Cette décision dans l’affaire des caisses de champagne pourrait donc, en renforçant la jurisprudence favorable à la présomption d’intérêt personnel, avoir des répercussions sur le plan managérial.

Conséquences managériales

Ces répercussions concernent les conséquences de ces présomptions de culpabilité en matière d’abus de biens sociaux parce qu’elles limitent d’une certaine manière la liberté d’entreprendre du chef d’entreprise.

En effet, d’abord la prise de risque est inhérente à la vie des affaires. Ensuite, la frontière entre le caractère frauduleux du risque pris qui peut déboucher sur une condamnation pour ABS, et le risque normal d’entreprise peut sembler de cette manière étroite.

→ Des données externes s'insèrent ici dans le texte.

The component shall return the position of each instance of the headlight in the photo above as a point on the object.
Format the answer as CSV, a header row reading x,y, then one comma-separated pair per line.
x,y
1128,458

Enfin, il convient de rappeler qu’en matière pénale, le principe de la présomption d’innocence est de mise. Or, si les juges instaurent des présomptions de culpabilité facilitant la preuve de la fraude, cela revient pour le dirigeant à prouver son innocence. Or, le dirigeant peut prendre des risques préjudiciables à la vie de l’entreprise sans que ce risque ne vise un quelconque détournement frauduleux. Le type de responsabilité n’est pas de même nature. La nature répressive de la fraude aboutit à des peines privatives de liberté, et non à une simple responsabilité civile.

Surtout, le dispositif légal, bien entendu fondamental à la compréhension de la répression de l’abus de biens sociaux, ne permet aujourd’hui d’imposer aucune manière de caractériser l’intérêt personnel, ce qui pose des problèmes d’interprétation sur le terrain à la fois pour les dirigeants d’entreprise et les magistrats, confrontés à la diversité de fonctionnement des entreprises.